Linde beeilte sich: »Und ich verstehe Ihre Empörung. Aber seien Sie beruhigt: Ich habe beim Schulleiter gleich im Anschluß an die Stunde darauf gedrungen, daß wir sofort eine Sonderkonferenz einberufen, um den Fall zu besprechen. Glauben Sie mir, das wird für Oliver Jonker ernsthafte Folgen haben. Ich denke, sein weiterer Verbleib an unserer Schule ist sehr fraglich.«

»Herr Linde, ich rufe nicht wegen eines siebzehnjährigen Miststücks an, ich rufe wegen Ihnen an.«

[97] »Bitte?«

»Sonja hat mir gerade erzählt, welche Weisheiten Sie während Ihres Unterrichts zu verbreiten pflegen und damit ganz offenbar für ein Klima sorgen, in dem Ausbrüche wie die von Oliver Jonker und diesem Cornelius Sowieso mir keine große Überraschung zu sein scheinen!«

»Hohenruh«, sagte Linde, verdattert über Frau Kaufmanns heftigen Ton.

»Was?«

»Cornelius Hohenruh. Früher von Hohenruh, aber das ›von‹ hat die Familie abgelegt. Der Vater ist Anwalt.«

»Sagen Sie, sind Sie betrunken?«

»Ob ich… Frau Kaufmann…!«

»Stimmt es zum Beispiel, daß Sie in den letzten Wochen mehrmals vor der Klasse die Meinung vertreten haben, die Juden seien schuld daran, daß nicht endlich Gras über die Verbrechen der Deutschen wachsen könne?«

»Entschuldigen Sie, aber…« Linde setzte sich im Stuhl auf. Was für eine unverschämte Person! »So ein Unsinn! Erstens würde ich so nie reden, und zweitens ist das völlig aus dem Zusammenhang gerissen.«

»Ja, was denn nun?«

Mein Gott! Aber jetzt wußte er endlich, woher [98] Sonja ihren Ton und die Art hatte, Gespräche wie Verhöre zu führen.

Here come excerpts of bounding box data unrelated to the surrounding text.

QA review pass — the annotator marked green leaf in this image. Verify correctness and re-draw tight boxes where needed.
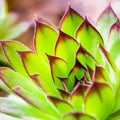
[13,86,60,119]
[85,82,115,120]
[0,96,52,120]
[34,20,58,62]
[93,66,111,84]
[108,20,120,69]
[63,112,96,120]
[59,6,83,37]
[99,46,119,91]
[0,112,21,120]
[19,51,59,96]
[0,0,8,25]
[47,96,73,115]
[0,41,29,77]
[76,18,104,63]
[0,22,31,39]
[97,4,117,46]
[70,83,88,112]
[76,45,97,70]
[55,31,78,69]
[107,110,120,120]
[65,60,86,91]
[48,55,68,89]
[0,67,45,100]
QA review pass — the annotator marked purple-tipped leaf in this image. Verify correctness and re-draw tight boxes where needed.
[34,20,58,62]
[59,6,83,37]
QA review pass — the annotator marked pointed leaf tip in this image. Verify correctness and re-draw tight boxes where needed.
[59,6,83,37]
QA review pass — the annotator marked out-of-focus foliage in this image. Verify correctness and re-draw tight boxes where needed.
[0,0,30,66]
[0,5,120,120]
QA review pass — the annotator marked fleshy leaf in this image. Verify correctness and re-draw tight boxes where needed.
[0,41,28,77]
[0,22,31,39]
[0,67,45,100]
[59,6,83,37]
[34,20,58,62]
[0,97,52,120]
[99,46,119,90]
[85,82,115,120]
[108,20,120,69]
[63,112,96,120]
[55,31,78,68]
[93,66,110,83]
[48,96,73,114]
[0,0,8,25]
[70,84,88,112]
[76,45,97,70]
[13,86,59,118]
[0,112,21,120]
[97,4,117,46]
[48,55,68,89]
[65,60,86,91]
[18,51,58,96]
[76,18,104,63]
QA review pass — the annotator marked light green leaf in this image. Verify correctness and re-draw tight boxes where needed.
[70,84,88,112]
[108,20,120,69]
[0,67,45,100]
[13,86,60,119]
[55,31,78,69]
[48,55,68,89]
[34,20,58,62]
[0,22,31,39]
[76,45,97,70]
[63,112,96,120]
[84,82,115,120]
[0,41,29,77]
[48,96,73,115]
[19,51,59,96]
[0,112,21,120]
[65,60,86,92]
[97,4,117,47]
[59,6,83,37]
[0,97,52,120]
[0,0,8,25]
[76,18,104,63]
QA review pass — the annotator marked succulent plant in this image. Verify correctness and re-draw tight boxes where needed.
[0,0,30,66]
[0,5,120,120]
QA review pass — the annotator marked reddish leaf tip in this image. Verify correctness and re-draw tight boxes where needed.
[109,19,120,34]
[97,3,117,23]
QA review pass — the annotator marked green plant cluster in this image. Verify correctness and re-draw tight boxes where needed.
[0,2,120,120]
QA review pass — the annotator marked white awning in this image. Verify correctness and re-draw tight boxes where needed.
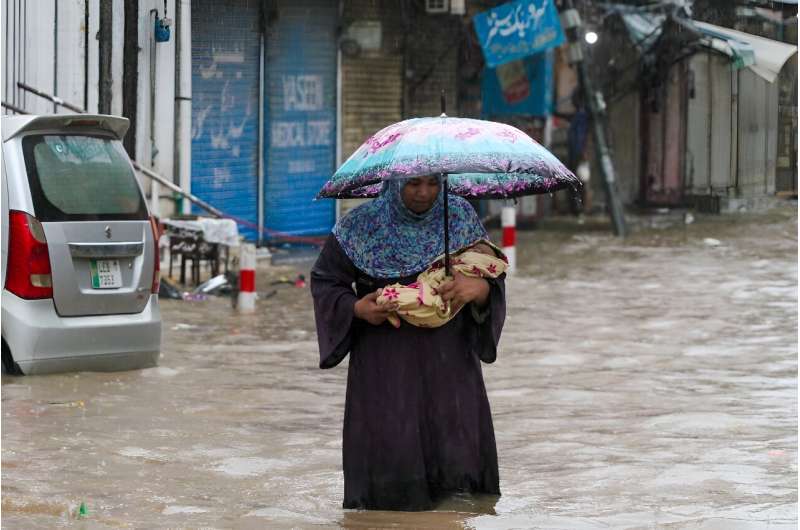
[694,21,797,83]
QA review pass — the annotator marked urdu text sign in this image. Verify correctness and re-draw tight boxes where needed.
[474,0,564,68]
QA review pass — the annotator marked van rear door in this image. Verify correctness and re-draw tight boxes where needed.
[21,131,155,316]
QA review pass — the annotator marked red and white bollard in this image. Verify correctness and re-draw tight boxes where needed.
[236,243,256,313]
[500,206,517,274]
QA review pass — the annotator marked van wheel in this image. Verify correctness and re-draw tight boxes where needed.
[2,340,23,375]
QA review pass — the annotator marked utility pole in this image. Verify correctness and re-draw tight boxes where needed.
[561,0,628,237]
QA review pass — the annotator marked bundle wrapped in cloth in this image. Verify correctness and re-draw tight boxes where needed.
[377,241,508,328]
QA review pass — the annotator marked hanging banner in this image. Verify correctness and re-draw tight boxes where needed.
[473,0,564,68]
[481,51,553,118]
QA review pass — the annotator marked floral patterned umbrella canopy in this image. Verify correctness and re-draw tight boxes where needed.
[317,114,581,199]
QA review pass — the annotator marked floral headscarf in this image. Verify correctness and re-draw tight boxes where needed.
[333,180,489,279]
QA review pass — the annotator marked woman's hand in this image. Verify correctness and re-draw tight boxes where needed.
[438,271,489,309]
[353,289,399,326]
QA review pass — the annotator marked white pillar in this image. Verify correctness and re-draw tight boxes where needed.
[500,206,517,274]
[236,243,256,313]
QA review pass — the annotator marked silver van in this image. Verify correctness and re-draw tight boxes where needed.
[0,114,161,374]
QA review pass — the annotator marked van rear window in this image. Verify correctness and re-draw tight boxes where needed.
[22,134,147,221]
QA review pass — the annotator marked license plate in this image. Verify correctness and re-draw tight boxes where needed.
[90,259,122,289]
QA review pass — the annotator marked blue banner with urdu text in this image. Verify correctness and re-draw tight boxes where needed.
[481,50,553,119]
[473,0,564,68]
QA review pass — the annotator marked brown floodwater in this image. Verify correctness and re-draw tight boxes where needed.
[2,207,798,529]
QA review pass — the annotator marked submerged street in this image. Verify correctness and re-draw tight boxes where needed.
[2,203,798,529]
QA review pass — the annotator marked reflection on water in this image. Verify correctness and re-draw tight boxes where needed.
[2,205,797,530]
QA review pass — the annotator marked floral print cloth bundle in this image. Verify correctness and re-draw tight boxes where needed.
[377,241,508,328]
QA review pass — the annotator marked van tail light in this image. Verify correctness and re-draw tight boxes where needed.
[6,211,53,300]
[150,216,161,294]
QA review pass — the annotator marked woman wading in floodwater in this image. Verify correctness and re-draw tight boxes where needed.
[311,177,505,511]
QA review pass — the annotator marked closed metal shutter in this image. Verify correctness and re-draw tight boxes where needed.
[264,0,338,235]
[192,0,260,240]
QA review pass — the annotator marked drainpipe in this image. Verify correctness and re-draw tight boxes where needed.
[256,17,267,243]
[147,9,161,217]
[335,0,344,222]
[175,0,192,214]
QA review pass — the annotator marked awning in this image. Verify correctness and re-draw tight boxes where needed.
[606,4,797,83]
[694,21,797,83]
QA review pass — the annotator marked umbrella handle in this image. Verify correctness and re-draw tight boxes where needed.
[442,173,450,277]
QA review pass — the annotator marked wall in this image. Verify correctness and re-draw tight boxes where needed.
[339,0,406,215]
[0,0,123,114]
[134,0,175,216]
[686,49,778,197]
[0,0,175,215]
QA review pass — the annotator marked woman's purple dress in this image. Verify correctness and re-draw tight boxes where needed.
[311,236,505,511]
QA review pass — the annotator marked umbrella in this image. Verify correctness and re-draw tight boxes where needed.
[317,105,582,274]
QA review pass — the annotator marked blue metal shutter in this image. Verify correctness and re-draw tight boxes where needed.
[264,0,338,235]
[192,0,260,240]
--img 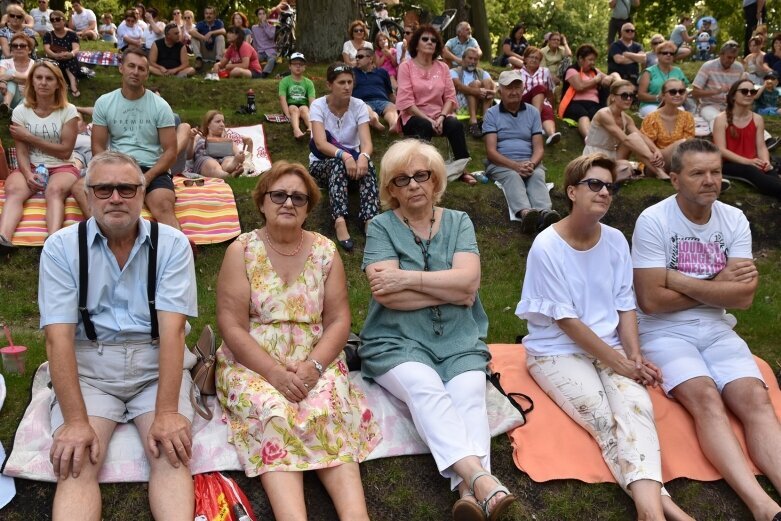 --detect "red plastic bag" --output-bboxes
[195,472,257,521]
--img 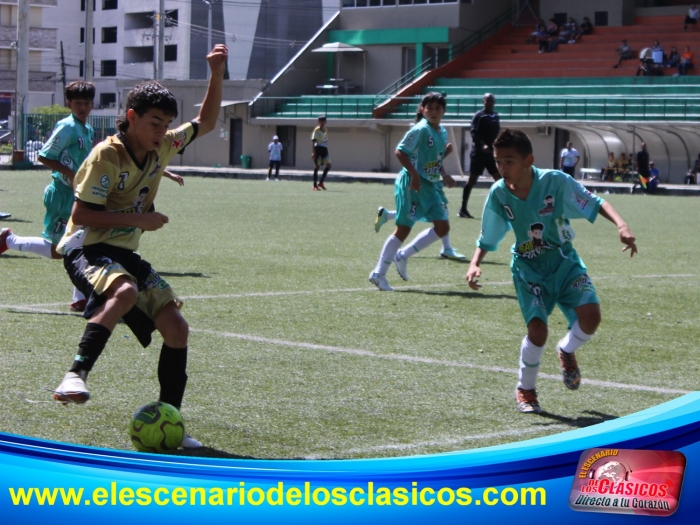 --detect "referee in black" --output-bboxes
[457,93,501,219]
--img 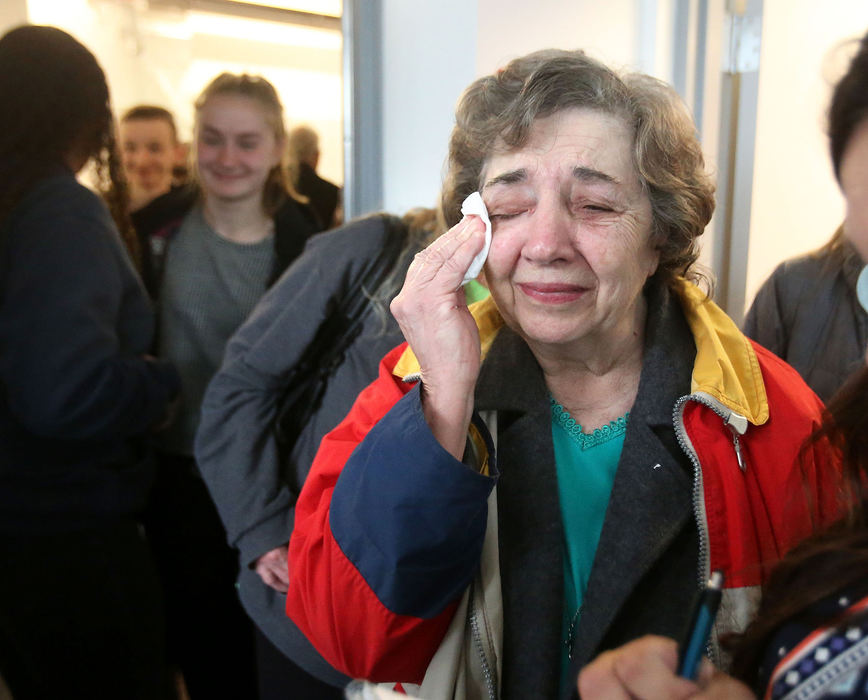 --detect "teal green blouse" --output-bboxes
[551,399,630,685]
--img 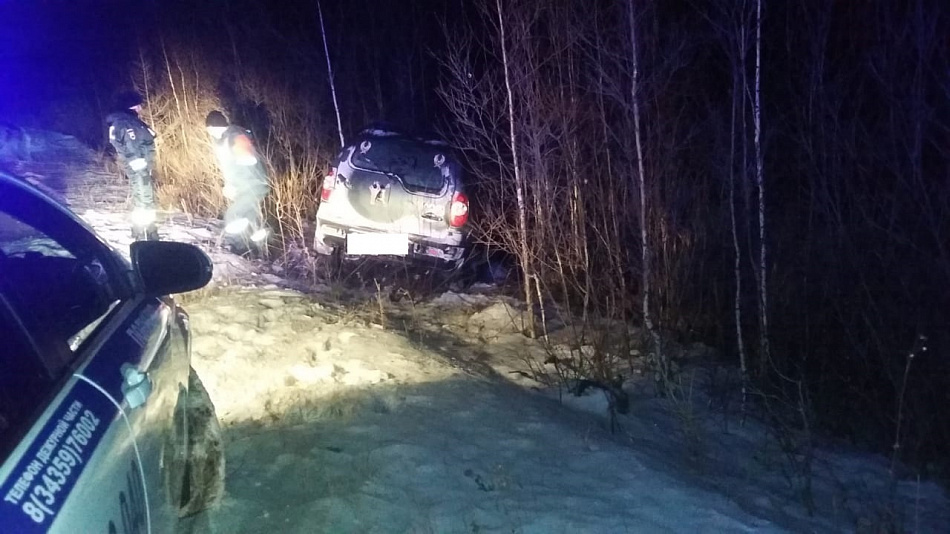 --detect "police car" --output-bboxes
[0,173,223,534]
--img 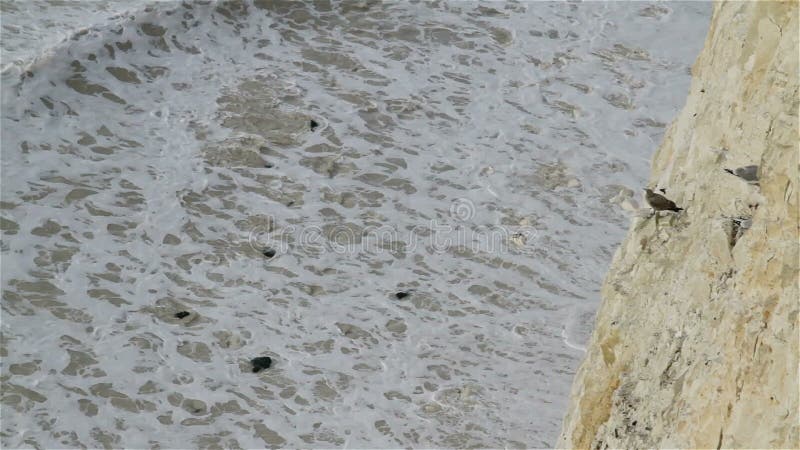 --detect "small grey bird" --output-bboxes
[723,166,758,183]
[644,188,683,212]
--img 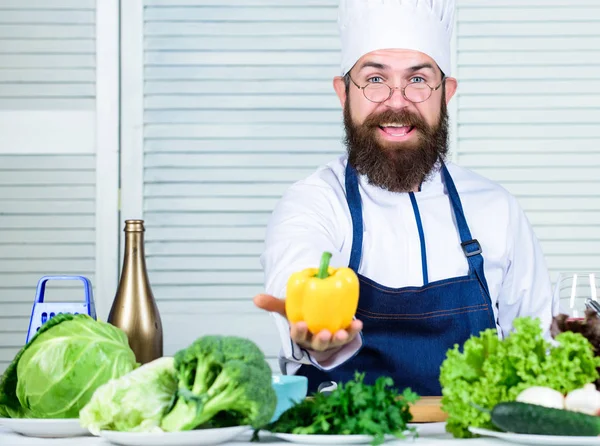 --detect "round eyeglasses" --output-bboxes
[348,75,446,104]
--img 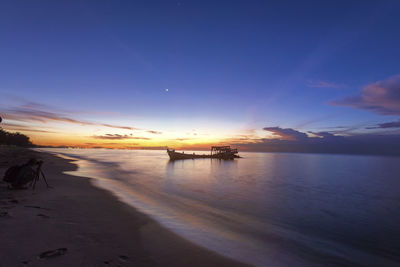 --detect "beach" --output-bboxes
[0,147,244,266]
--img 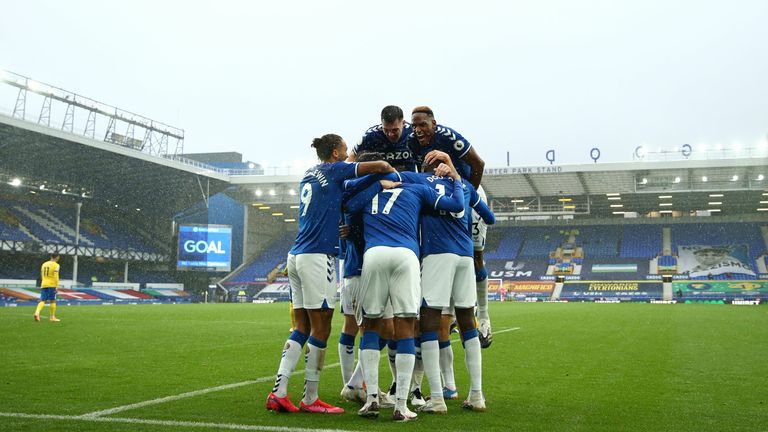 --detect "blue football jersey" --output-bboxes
[341,213,365,278]
[401,173,480,257]
[352,122,418,171]
[291,162,357,255]
[349,182,464,256]
[408,125,472,180]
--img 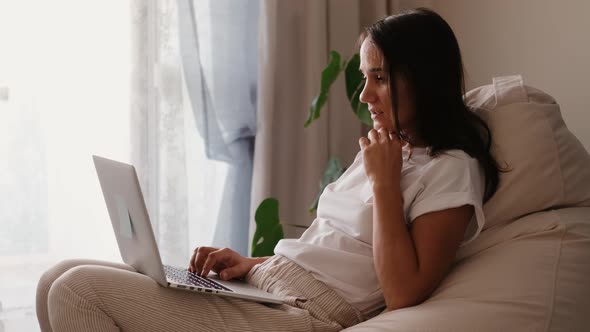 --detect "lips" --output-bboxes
[369,110,383,120]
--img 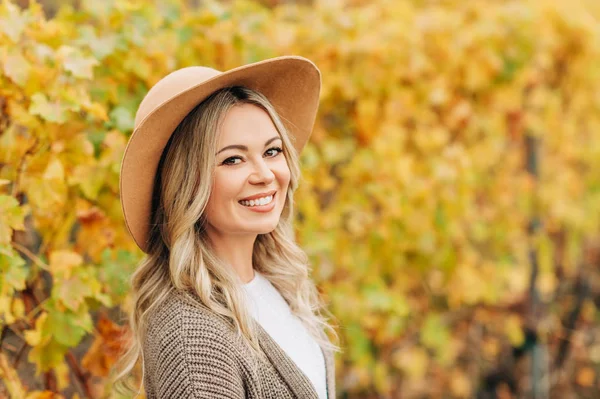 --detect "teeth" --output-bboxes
[240,195,273,206]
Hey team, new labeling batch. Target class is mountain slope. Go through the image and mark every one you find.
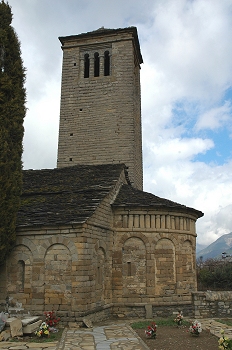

»Ich habe sicher nie von Schuld im Zusammenhang mit Juden gesprochen. Und eine so schnippische Formulierung wie ›Gras über die Sache wachsen lassen‹ käme mir bei dem ernsten Thema auch nicht in den Sinn.«

»Und welche kam Ihnen in den Sinn?«

»Bitte, Frau Kaufmann, wir haben verlängertes Wochenende, und ich muß zum Bahnhof. Wenn wir das nächsten Montag besprechen könnten…«

»Hören Sie, wenn es stimmt, was meine Tochter erzählt, ist das, was in Ihrem Unterricht passiert, für mich ein Skandal. Und wenn Sie jetzt nicht mit mir reden wollen, werde ich den Schulleiter anrufen. Und falls der auch nicht mit mir reden will – er soll ja ein alter Freund von Ihnen sein –, werde ich mich an eine Zeitung wenden.«

»Jetzt bleiben Sie – ich meine, beruhigen Sie sich doch! Sonja muß da irgendwas in den falschen Hals bekommen haben. Ich bin sicher, das läßt sich alles aufklären.«

»Ich auch. So oder so. Ich will verstehen, wie es dazu kommen konnte, daß in Ihrem Unterricht in derselben Stunde meinen Eltern der Tod in der Gaskammer gewünscht und Israel als neues Naziregime verteufelt wird!«

[99] »Nun…« Wieder schoß Linde durch den Kopf, ob Kaufmanns vielleicht jüdisch waren. »Beides waren emotionale Ausbrüche am Ende einer hitzigen Schülerdiskussion. So was kommt hin und wieder vor. Es handelt sich eben – selbst wenn sie nächstes Jahr Abitur machen – noch um Kinder. Die Bedeutungen mancher Reden und Positionen sind ihnen nicht immer bewußt.